Plaid Patterns for Photoshop by Shelby Kate Schmitz


Of Plaid Sofas...


Brazil is known for soccer, Carnaval, and uncomfortable sofas.

Okay, so maybe the whole implied worldwide knowledge of the discomfort of Brazilian sofas is a bit of an exaggeration. 

Unknown or not, the sad fact is that Brazilian sofas offer very little in the way of comfort, at least at our price point.  During our time in Brazil, we had three sets.

Our first set we bought shortly after moving into our house.  It was black and white plaid with touches of green and red.  I imagine the story of the creation of said sofa went something like this.

“Let’s make a sofa,” says first sofa maker.

“But, senhor, we only have enough foam to add a quarter of an inch over the wooden underpinnings.”

“It doesn’t matter.  Make it anyway.”

Thus came into being the sofas that inhabited our living room for a year and a half.  Lest you doubt my story, I can show you the myriad of chiropractor bills that can be traced directly back to that sofa.  Okay, I admit, that too may be a slight exaggeration.

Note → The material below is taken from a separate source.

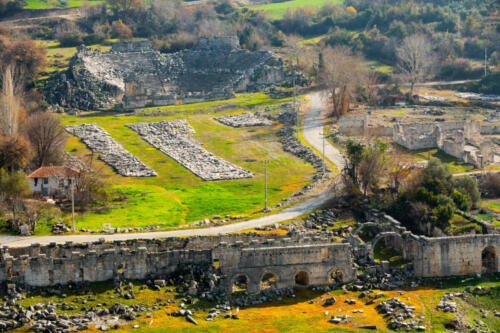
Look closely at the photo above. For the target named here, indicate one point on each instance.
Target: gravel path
(313, 129)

Our second set of sofas we bought after moving to northern Brazil.  It too lacked in comfort but made up for it in quality.  We hadn’t had the sofa long before the material began to wear out eventually sprouting holes.  The foam smashed down even quicker and the wooden frame stuck out of its upholstered cover like bony ribs through a shirt four sizes too small.

Shortly before my sister’s wedding we decided to splurge and buy new sofas.   They were brown and almost—gasp—comfortable. 

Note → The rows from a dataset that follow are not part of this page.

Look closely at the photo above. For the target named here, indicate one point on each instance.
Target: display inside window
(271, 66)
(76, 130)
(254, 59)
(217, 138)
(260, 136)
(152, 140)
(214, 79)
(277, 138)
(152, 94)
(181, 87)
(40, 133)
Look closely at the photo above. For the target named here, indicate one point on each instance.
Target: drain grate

We were delighted.  The wedding guests arrived and we had one very tall guest with a proportioned weight.  He decided to sit on the arm of our brand new sofa. 

The poor sofa was angry at being so used and decided to break its arm.

So, although, the eyes of the world are upon Brazil with the upcoming World Cup and Olympics, I don’t think much broadcast time will be spent belittling the country’s sofa making abilities.

But then, those reporters probably won’t be delivering their stories from the all-too-uncomfortable embrace of a Brazilian sofa.

Wednesday, April 16, 2014



Convenience food barely exists in Brasil.  If it does it cost an arm and a leg to buy, so it’s just all around easier to make your own food since you at least have all your limbs to do so.

One of my family’s favorite foods is Mexican.  Although one might expect that Mexican food would be very similar to Brasil, it is not even remotely similar.  In fact, you can’t find most of the things we use to make Mexican food, including tortillas.

To make a Mexican meal required a lot of work. 

First you needed to sort the beans.  They came dry and often contained other additives like rocks, stones or if you were really lucky occasionally an egg sack or weevil.  Once sorted the beans had to be washed, brought to a boil, and then allowed to soak for an hour or so.  Then they were pressure cooked.  Pressure cookers are a necessity of life in Brasil.

Once your beans were cooking you started on the tortillas.  First the dough was made and then allowed to rest before rolling each piece into a circle.  Humidity made the kitchen moist and hot and the dough was as likely to melt into the counter as to roll into a nice circle.  If you did succeed in completing a haphazardly-shaped, semi-thin, tortilla-like-ish creation you then got the pleasure of frying it over a hot stove.

Once the beans and tortillas were complete—and providing you had not passed out from exhaustion and the blistering temperatures in the kitchen, made worse by all the tortilla frying— you then needed to shred the cheese.  It sometimes turned out to be rancid or festooned with mold.  After whacking away with a knife you were able to shred it.

If you were feeling particularly adventurous you might then make salsa, but in a pinch ketchup mixed with hot sauce provided a decent sauce.

As long as it wasn’t wine ketchup, my family’s name for the off brand ketchups that were a bizarre purple color and did indeed taste like wine mixed with ketchup.  Only a blistering amount of picante sauce would make it semi-palatable.

Once the beans were mashed and flavored and we added some fresh avocado, our meal was complete and delicious enough to make us forget the hours in the sweltering kitchen.